15 juin 2013

Les fourmis

Je marche jusqu'au feu rouge. J'attends pour traverser la rue. Un homme attendait avant moi. Dans l'attente, je me joins à lui. Il n'est pas beau. Il n'essaie pas d'être beau. Je n'ai rien à dire à son sujet. Je m'efforce de penser à ce que je pourrais dire à propos de lui, mais rien ne me vient. Il est gentil d'attendre avec moi. Le feu est vert. On traverse. Nous sommes deux qui marchons au même rythme. Je n'ose pas marcher à côté de lui. Cela pourrait paraître étrange. Je préfère marcher derrière.

Nous nous arrêtons à une deuxième intersection. Un autre feu rouge. Une dame se joint à notre attente. Elle porte un foulard. Le foulard est pendu à sa nuque et tombe en deux bandes le long de ses hanches. Il fait chaud. Elle regrette probablement d'avoir cru qu'il ferait froid aujourd'hui. Nous traversons ensemble au feu vert. Je suis premier devant. Je sais qu'ils me suivront et que nous n'oserons jamais marcher côte à côte. Si je ralentis, je les oblige à ralentir aussi. J'accélère. Ils accélèrent. Je nuis à leur vitesse. Si je n'étais pas là, ils fileraient à leur propre rythme.
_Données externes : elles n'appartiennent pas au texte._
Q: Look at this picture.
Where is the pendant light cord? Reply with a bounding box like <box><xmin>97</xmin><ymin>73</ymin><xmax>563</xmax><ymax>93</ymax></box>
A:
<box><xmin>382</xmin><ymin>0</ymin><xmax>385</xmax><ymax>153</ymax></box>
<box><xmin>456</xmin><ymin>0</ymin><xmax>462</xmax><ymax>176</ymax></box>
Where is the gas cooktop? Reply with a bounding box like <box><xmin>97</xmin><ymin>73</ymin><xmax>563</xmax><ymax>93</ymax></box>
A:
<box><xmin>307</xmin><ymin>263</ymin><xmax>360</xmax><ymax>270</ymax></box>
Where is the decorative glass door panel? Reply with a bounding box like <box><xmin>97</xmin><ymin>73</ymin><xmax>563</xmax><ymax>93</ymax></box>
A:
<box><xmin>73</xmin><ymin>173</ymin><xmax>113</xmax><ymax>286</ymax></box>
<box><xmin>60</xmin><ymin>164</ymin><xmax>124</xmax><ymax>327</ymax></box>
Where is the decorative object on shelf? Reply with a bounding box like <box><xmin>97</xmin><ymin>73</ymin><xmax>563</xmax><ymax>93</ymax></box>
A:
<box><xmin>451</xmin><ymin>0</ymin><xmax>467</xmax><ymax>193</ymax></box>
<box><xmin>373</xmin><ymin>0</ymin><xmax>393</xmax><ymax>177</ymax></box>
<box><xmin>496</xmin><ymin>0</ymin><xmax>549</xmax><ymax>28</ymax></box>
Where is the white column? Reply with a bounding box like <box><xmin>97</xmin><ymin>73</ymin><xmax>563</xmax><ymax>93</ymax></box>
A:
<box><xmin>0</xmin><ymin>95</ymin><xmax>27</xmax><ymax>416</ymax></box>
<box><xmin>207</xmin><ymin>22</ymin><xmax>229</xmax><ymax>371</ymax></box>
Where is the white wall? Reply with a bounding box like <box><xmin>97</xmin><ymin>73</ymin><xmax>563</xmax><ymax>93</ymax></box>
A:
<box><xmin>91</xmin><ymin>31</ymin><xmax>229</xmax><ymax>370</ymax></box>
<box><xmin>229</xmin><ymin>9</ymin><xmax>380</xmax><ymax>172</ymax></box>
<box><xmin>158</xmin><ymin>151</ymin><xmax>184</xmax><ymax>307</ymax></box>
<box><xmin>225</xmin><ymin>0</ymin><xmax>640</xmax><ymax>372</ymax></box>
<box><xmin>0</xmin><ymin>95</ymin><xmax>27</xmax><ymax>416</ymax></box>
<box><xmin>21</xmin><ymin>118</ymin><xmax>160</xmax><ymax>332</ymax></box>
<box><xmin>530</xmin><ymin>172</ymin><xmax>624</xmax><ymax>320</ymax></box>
Mais je suis là. Je décide de leur vitesse comme de la mienne.

Une troisième intersection. Un enfant traverse sur la rouge. Il n'y a pas de voitures. Je le suis. L'homme me suit. La dame le suit. Nous sommes quatre à suivre un enfant. Je ralentis à son rythme à lui. Je ne tente pas de le dépasser. Cet enfant, c'est moi. Nous le suivons comme des fourmis. Les fourmis ont cette faculté de s'oublier au profit du groupe. Elles n'ont pas de noms. Une fourmi n'est jamais « une » fourmi. Elle est toutes les fourmis. Quand elle meurt, elle n'est rien de plus qu'un cadavre à éviter. Je pense. Si je perdais pied, si je tombais au fond d'un égout... Que je meure, ce ne serait pas la fin de notre espèce. Il en resterait d'autres. Je suis celui que je suis. Mais je suis aussi ceux qui me suivent.

L'homme tente de me dépasser. Je le laisse prendre ma place derrière l'enfant. Et tandis que je tombe troisième dans la course, je le suis et me vois en lui. Je me vois encore deuxième et quand il dépassera l'enfant, je me dirai que l'enfant demeure encore premier.